La crisi non è finita. Pininfarina licenzia, Maserati in cassa.Ha spiegato Giuseppe Torchiano dei metalmeccanici della A.S.La COBAS Torino

Dopo l’annuncio di un nuovo turno di cassa integrazione alla Maserati di Grugliasco, serpeggia ovvia inquietudine fra i dipendenti. Il gruppo Fca ha comunicato il ritorno alla cassa integrazione ordinaria dal 2 all’8 novembre per i 1.954 dipendenti. La multinazionale italo-americana ha motivato il nuovo periodo di cassa con la necessità di «adeguare i flussi produttivi di Ghibli e Quattroporte al transitorio andamento della domanda di mercato». Le difficoltà del mercato cinese e di altri Paesi in via di sviluppo stanno producendo effetti negativi sulla produzione di auto di gamma alta.Pininfarina di Cambiano

Pininfarina. Le principali variabili macroeconomiche italiane stanno segnando un’inversione di tendenza. Stiamo forse uscendo dalla recessione ma, si sa, la sintesi dei grandi numeri non sempre rende giustizia a quanti, ancora oggi, lottano contro il rischio di cassa integrazione, mobilità e, peggio ancora, licenziamento. È  il caso dei circa 300 lavoratori della Pininfarina di Cambiano che hanno incrociato nuovamente le braccia il 12 ottobre scorso  per 4 ore, dopo essersi fermati per un’ora di sciopero la scorsa settimana.

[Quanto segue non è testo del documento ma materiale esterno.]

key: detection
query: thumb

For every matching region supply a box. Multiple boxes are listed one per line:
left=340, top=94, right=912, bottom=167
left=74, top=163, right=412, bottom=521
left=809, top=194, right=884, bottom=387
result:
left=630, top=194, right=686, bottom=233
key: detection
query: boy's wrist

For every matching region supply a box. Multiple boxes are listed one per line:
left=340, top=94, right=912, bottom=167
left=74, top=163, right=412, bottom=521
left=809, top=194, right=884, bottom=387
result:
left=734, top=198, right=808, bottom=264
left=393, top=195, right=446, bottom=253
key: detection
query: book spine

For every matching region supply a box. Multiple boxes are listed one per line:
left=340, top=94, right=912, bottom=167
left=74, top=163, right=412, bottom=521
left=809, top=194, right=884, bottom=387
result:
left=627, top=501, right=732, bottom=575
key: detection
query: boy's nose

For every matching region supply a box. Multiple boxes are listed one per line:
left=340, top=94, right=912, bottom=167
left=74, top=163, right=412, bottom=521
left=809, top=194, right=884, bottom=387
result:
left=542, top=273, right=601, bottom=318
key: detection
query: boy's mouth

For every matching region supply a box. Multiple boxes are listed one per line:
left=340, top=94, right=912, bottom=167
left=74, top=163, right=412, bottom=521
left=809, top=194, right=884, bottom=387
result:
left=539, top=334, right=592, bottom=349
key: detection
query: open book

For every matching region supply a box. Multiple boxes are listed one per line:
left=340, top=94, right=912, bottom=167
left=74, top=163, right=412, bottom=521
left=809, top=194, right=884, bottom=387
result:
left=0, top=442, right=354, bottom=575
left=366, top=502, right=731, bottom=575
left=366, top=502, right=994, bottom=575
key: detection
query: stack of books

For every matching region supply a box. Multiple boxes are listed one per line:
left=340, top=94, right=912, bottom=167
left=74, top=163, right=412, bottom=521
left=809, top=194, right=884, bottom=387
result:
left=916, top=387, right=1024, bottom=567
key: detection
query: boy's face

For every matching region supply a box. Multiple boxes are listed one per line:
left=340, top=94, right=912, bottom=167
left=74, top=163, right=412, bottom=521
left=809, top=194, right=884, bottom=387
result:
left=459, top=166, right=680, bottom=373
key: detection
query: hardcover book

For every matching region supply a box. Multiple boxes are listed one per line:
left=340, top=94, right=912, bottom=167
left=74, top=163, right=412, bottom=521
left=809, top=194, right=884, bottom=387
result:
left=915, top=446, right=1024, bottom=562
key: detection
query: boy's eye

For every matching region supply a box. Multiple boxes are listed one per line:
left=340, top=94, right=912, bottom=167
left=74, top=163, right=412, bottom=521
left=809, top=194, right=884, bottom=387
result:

L’agitazione è stata decisa dai militanti dell’A.S.La COBAS di Torino. Con questa iniziativa i lavoratori hanno protestato contro la decisione dell’azienda di procedere a 14 licenziamenti senza ricorrere alla mobilità volontaria. «La decisione dell’azienda –  ha spiegato Giuseppe Torchiano dei metalmeccanici della A.S.La COBAS Torino- è inaccettabile. Non possono essere sempre i lavoratori, che hanno già subito lo scorso anno una mobilità a pagare la mancanza di prospettive chiare sul futuro dell’azienda». Secondo molti, infatti, questa decisione rientra nell’ambito della trattativa con il gruppo indiano Mahindra, che preferirebbe acquistare la fabbrica con minori lavoratori assunti. «Quella indiana – ha proseguito il sindacalista – ad oggi è l’unica opportunità sul tavolo: però, se il biglietto da visita è quello dei licenziamenti, è lecito preoccuparsi, come fanno i lavoratori, sul futuro dell’occupazione, già ridottasi ai minimi termini in questi anni».